Cipla rose 0.84% after the company said today, 28 June 2013 that the company received approval from the takeover regulation panel of South Africa on 27 June 2013 regarding the proposed acquisition of 100% of issued shares of Medpro by the company and that all conditions precedent to the scheme have now been fulfilled or waived and accordingly on 27 June 2013 scheme has become unconditional.

Ranbaxy Laboratories fell 2.24%.

European stock markets were higher on Friday, 28 June 2013, ahead of US sentiment data and ahead of speeches by some Federal Reserve officials later in the global day. Key benchmark indices in Germany and France rose by 0.06% to 0.21%. In France, the CAC 40 index was down 0.47%.

German retail sales were better than expected in May, as consumers returned to the shops after being kept away for months by the cold and rainy weather, data from the Federal Statistics Office showed on Friday. Retail sales in May increased 0.8% from April, following three consecutive months of declines, beating economists' forecasts of a 0.3% drop in sales. The data are inflation-adjusted and also consider calendar effects.

Asian stocks edged higher on Friday, 28 June 2013, tracking an overnight rise in global equities on easing fears of an early end to US monetary stimulus.

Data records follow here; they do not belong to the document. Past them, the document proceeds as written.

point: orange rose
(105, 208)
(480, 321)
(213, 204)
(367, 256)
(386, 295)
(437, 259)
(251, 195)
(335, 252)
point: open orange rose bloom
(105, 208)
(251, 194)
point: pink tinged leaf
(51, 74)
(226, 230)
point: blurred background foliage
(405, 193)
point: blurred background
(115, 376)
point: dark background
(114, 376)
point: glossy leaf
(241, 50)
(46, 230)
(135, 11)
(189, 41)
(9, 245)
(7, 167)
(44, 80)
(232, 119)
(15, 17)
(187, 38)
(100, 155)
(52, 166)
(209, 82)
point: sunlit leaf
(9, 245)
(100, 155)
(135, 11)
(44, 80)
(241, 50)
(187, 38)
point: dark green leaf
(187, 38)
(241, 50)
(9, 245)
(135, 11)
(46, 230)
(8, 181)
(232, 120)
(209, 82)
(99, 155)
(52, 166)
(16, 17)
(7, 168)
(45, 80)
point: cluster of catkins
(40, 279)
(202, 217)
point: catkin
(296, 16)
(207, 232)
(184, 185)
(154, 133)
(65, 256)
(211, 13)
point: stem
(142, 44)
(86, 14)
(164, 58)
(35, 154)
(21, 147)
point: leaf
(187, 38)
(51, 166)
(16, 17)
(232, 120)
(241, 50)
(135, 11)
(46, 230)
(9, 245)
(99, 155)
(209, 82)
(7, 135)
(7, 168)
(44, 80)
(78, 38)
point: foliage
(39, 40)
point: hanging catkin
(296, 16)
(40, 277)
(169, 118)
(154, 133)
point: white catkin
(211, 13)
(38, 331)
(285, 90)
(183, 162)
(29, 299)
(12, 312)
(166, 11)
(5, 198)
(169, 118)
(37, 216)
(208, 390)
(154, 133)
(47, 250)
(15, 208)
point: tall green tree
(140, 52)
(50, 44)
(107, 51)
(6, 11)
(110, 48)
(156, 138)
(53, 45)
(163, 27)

Key benchmark indices in China, Hong Kong, Indonesia, Taiwan, Singapore and South Korea were up 1.04% to 2.26%.

In Japan, the Nikkei 225 index jumped 3.51% as a weakened yen combined with upbeat industrial-production data to lift sentiment.

Japan's industrial production showed a surprise jump in May, while retail sales for the same month also gained, though the largest retailers saw a decline. Industrial output rose 2% during the last month, the Ministry of Economy, Trade and Industry said Friday, accelerating from a 0.9% gain in April.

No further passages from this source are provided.